Everything I needed to know about style I learnt from my Soviet school uniform.
They say every therapist keeps solving his own most painful problem. This is certainly the case for me. As a style therapist I keep going back to the most pressing issues of my childhood and employing my strongest trait: attention to detail.
Here I am smiling at you with mischief all the way from the Orwell-ish 1984. The year I started my elementary school. I am wearing a uniform, like all the kids in the USSR did, elementary through high school. Girls had a brown wool dress with black apron. A white apron was worn for special occasions. Many of my Russian blog readers refer to this uniform as a highly traumatic experience because the colors were dull and the fabric was scratchy. The mere sight of a brown garment can provoke a PTSD response in many post-Soviet women. Our overwhelming appetite for fashion and style is partly rooted in the enforced wearing of this uniform.

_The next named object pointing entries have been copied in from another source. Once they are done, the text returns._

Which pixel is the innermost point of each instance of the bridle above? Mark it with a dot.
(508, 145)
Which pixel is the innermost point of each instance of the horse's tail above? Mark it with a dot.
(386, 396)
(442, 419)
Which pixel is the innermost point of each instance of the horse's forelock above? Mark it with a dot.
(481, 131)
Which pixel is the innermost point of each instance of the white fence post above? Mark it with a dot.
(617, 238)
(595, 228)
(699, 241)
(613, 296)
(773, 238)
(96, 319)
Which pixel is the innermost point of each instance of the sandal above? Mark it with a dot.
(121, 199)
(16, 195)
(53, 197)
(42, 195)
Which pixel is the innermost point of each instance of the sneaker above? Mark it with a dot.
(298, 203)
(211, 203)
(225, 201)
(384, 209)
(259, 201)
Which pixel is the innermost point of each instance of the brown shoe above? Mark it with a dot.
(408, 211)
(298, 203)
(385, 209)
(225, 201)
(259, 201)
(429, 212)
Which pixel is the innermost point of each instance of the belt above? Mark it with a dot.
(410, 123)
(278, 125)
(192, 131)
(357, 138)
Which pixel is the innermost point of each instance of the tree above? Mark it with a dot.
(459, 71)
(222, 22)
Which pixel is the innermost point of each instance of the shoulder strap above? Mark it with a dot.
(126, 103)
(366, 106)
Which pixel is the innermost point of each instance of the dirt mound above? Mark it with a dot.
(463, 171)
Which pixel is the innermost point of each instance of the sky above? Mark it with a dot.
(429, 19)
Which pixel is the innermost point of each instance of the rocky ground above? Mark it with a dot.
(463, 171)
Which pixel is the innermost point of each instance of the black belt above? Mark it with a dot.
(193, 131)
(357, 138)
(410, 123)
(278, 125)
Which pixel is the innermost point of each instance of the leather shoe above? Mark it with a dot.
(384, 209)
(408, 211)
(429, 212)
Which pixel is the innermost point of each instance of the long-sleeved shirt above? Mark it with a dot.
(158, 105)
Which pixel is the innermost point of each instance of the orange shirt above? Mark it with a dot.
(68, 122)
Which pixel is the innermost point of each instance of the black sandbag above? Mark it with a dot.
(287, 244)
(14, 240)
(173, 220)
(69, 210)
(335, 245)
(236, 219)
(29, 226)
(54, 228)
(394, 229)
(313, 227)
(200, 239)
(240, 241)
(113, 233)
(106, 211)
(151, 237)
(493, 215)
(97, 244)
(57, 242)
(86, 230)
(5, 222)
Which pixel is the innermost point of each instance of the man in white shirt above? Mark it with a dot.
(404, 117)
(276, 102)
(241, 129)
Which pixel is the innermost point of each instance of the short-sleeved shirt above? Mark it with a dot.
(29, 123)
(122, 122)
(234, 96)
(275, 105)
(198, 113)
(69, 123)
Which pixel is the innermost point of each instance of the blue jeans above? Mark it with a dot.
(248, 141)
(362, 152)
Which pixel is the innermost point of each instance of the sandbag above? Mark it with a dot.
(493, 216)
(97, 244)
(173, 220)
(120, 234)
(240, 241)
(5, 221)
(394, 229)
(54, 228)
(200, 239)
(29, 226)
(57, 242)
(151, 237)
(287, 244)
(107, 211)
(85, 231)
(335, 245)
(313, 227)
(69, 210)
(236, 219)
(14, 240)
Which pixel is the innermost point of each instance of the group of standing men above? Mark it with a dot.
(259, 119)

I never found our school uniform hideous. It didn’t prevent us from wearing other stylish garments. The style agenda in the USSR felt very much Berkeley-feminist inspired anyway. I took the uniform as a given and concentrated on things I seemed to have control over: the finishes and details. The uniforms came with different skirt styles: pleated, A-line, or full circle. Our moms hemmed them for us to their liking. They could be reasonable mid-knees or a playful skater frock with pleats. Necklines varied too, either stand-up notch collar, pointed or a rounded Peter Pan, lace or cotton.
The collars and cuffs were detachable and it was our responsibility to separate and hand-wash them and then sew them back onto our uniform. Sunday evening usually meant last minute ironing and putting our lace trimmings back. Showing up in school without them meant serious lace trimming shaming; it was out of question. By the age of seven I was a natural at hand washing, ironing, and sewing the lace on my dress. Today, hand-washing silk dresses and tops is a special form of meditation for me.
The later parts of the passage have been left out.